Die Prinzessin auf der Erbse
von Hans Christian
Andersen
Es war einmal ein Prinz, der
wollte eine Prinzessin heiraten. Aber das sollte eine wirkliche Prinzessin sein.
Da reiste er in der ganzen Welt herum, um eine solche zu finden, aber überall
fehlte etwas. Prinzessinnen gab es genug, aber ob es wirkliche Prinzessinnen
waren, konnte er nie herausfinden. Immer war da etwas, was nicht ganz in Ordnung
war.

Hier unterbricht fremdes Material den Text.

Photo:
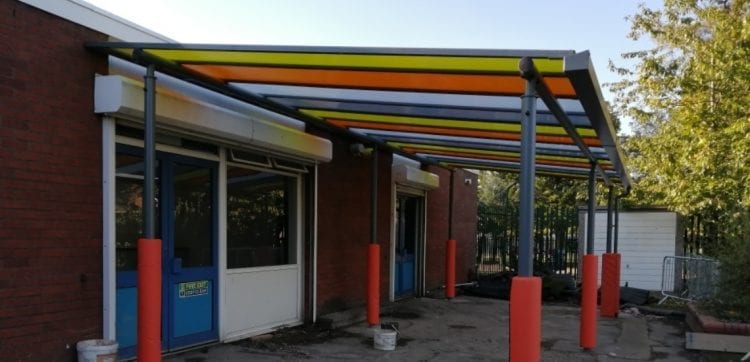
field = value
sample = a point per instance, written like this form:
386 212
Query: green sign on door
193 289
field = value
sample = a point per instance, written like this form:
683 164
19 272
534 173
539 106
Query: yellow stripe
442 123
509 169
431 63
427 148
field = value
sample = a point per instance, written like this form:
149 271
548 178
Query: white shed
645 238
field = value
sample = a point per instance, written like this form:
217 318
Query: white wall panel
646 237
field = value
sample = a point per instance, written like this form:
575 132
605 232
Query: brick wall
50 186
344 227
464 226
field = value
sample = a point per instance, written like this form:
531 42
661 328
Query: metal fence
555 240
688 278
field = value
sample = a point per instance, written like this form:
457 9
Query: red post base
373 284
588 302
450 269
149 300
525 319
610 303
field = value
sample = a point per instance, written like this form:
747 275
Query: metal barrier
688 278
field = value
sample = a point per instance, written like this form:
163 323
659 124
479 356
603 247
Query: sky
595 25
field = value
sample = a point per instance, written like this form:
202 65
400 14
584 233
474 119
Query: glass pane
193 220
258 220
129 209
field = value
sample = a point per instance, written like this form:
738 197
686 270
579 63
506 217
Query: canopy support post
450 248
610 289
590 266
373 250
149 247
526 289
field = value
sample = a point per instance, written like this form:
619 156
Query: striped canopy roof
454 107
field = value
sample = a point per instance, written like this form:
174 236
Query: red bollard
588 302
450 269
610 304
149 300
373 284
525 319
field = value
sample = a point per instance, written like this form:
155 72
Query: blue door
408 234
187 224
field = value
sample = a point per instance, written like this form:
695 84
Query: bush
733 293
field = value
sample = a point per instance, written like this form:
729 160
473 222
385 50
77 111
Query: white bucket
97 350
385 339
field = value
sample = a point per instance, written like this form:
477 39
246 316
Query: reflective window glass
193 215
258 218
129 209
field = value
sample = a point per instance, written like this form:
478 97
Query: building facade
265 221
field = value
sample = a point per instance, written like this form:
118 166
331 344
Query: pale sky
595 25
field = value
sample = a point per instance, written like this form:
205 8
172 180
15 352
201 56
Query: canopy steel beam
140 57
149 157
590 227
374 198
450 207
610 201
529 70
526 182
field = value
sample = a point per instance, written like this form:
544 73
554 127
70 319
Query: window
129 209
260 211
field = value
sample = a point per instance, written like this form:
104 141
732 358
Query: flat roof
453 107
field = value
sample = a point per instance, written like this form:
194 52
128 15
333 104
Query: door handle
176 265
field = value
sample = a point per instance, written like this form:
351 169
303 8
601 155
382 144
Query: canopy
454 107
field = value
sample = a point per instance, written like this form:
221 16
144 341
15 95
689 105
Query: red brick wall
344 227
464 226
50 186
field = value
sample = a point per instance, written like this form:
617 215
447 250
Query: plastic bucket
385 339
97 350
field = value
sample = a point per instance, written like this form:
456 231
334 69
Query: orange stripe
431 82
584 164
457 132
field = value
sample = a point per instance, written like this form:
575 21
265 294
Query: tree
689 98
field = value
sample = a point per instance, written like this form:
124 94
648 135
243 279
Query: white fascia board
401 160
290 141
411 176
83 13
165 82
122 97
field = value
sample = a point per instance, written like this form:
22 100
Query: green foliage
732 300
689 99
495 189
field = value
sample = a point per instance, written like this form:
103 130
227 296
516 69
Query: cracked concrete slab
466 328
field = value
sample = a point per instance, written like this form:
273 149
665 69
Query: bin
97 350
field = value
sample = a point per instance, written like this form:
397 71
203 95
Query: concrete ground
465 328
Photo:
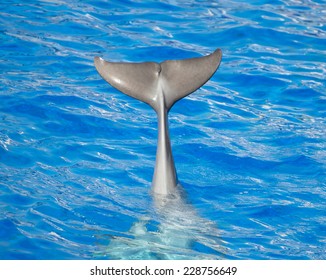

Da kam er wieder nach Hause und war ganz traurig, denn er wollte doch gern
eine wirkliche Prinzessin haben.
Eines Abends zog ein furchtbares Wetter auf; es blitzte und donnerte, der
Regen stürzte herab, und es war ganz entsetzlich. Da klopfte es an das Stadttor,
und der alte König ging hin, um aufzumachen.
Es war eine Prinzessin, die draußen vor dem Tor stand. Aber wie sah sie vom
Regen und dem bösen Wetter aus! Das Wasser lief ihr von den Haaren und Kleidern
herab, lief in die Schnäbel der Schuhe hinein und zum Absatz wieder hinaus. Sie
sagte, dass sie eine wirkliche Prinzessin wäre.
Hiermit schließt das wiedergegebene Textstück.